What is the GST/HST quick method, and should I use it?
An election that lets smaller businesses remit a reduced flat rate on sales instead of tracking input tax credits — often a real saving for service businesses with low expenses.
Normally you remit the HST you collected minus the HST you paid. The quick method replaces that with one simplified move: remit a reduced flat percentage of your HST-included sales and keep the difference, in exchange for giving up most input tax credits.
Who tends to win
Service businesses with low taxable expenses — consultants, agencies, professionals — because they were not claiming many input tax credits anyway. Businesses with heavy taxable costs (materials, inventory) usually do better on the regular method.
The mechanics
It is an election with CRA, generally available while taxable sales stay under the annual threshold (around $400,000 — confirm current figures). Remittance rates vary by province and business type, and there is a small bonus credit on the first slice of sales each year. Capital purchases still get their input tax credits.
The catch
You still charge customers full HST — the quick method only changes what you remit. Choosing it is a calculation, not a default; the wrong pick quietly costs money every quarter.
This is general information, not tax advice for your situation. Book a call and a Canadian accountant will give you the answer for your business.
Common questions
How do I know if the quick method saves me money?

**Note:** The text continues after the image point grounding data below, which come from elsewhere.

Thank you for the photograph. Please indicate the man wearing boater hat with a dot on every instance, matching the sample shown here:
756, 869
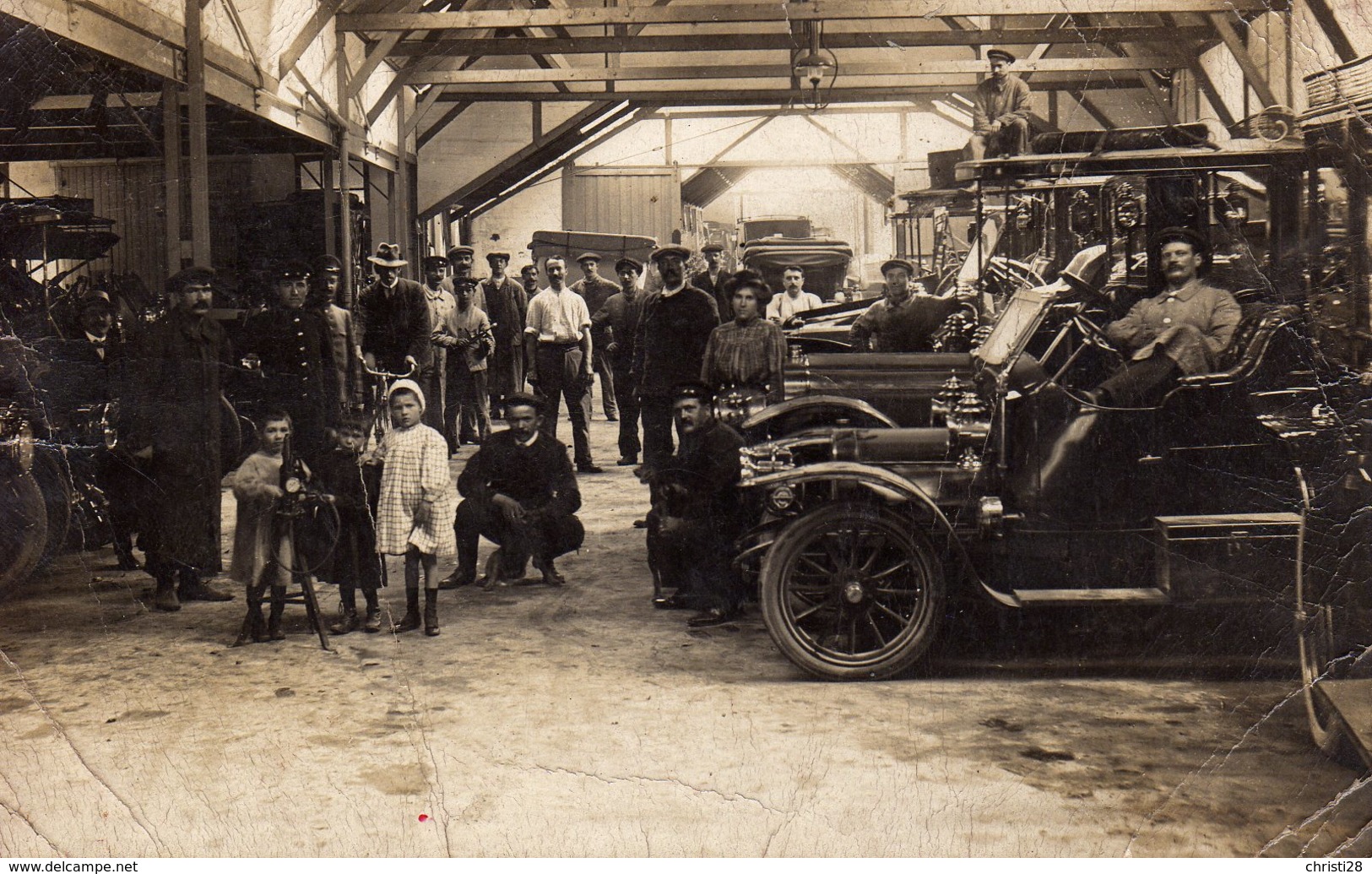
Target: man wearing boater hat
393, 318
1178, 333
1001, 111
296, 361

Compare a year of remittances both ways: flat rate on sales versus collected-minus-credits. Low-expense service businesses usually win; anyone buying significant taxable inputs usually loses. Your accountant can run it in minutes from real numbers.
Can I switch back if it stops making sense?
Yes, elections can be changed, with timing rules on when a revocation takes effect. It is a review-annually decision, not a tattoo.